For US firms, Brazil looks especially hot compared with opportunities at home. For example mutual fund assets under management are expected to grow by about 10 per cent annually, according to Credit Suisse, versus just 2 per cent per year in the US. In four years, 27 per cent of Brazil’s population will be middle-aged – the age bracket when folks like to put their money to work – compared with a fifth now. Meanwhile, geriatric westerners will be increasingly digging into their pension pots.
As with anything red hot, however, Brazil is also difficult to touch. The industry is stitched up by local banks, which pump investment products to retail investors through their extensive branch networks.

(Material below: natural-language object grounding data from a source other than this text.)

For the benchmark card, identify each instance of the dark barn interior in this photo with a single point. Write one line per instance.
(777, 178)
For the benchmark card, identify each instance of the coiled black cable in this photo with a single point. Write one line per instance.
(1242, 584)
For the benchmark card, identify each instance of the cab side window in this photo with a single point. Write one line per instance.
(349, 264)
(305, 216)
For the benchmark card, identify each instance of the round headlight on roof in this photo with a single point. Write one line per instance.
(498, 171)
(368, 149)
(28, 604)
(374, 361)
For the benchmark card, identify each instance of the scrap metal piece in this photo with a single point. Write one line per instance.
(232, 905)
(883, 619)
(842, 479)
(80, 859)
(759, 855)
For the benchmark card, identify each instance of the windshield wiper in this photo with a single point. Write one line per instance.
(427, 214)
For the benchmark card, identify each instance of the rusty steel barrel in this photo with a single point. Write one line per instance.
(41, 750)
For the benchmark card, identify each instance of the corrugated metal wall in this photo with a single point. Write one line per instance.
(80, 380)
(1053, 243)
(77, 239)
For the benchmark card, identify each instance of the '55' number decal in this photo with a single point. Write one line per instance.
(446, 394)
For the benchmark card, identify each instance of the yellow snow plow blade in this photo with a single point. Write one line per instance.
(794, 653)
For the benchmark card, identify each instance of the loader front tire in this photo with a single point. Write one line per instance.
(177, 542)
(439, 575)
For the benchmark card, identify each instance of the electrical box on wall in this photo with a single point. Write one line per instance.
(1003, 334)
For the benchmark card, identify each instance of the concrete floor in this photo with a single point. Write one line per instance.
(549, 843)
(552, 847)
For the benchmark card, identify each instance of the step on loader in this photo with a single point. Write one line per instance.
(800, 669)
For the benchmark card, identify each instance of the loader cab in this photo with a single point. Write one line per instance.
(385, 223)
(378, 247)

The biggest completely foreign mutual fund manager for example, BNY Mellon, is ranked 9th by assets under management, less than a tenth the size of market leader Banco do Brazil with $188bn. The sector is also fragmented and competitive, with over 200 independent managers.
As Brazil develops, further barriers to foreign entry – including rules on how much locals can invest overseas – will relax. But what would really help foreign asset managers with existing relationships, as well as those seeking to enter the market, would be for locals to need their global expertise. For that, Brazilian investments need to become less attractive: bond yields fall and local equity market cool off.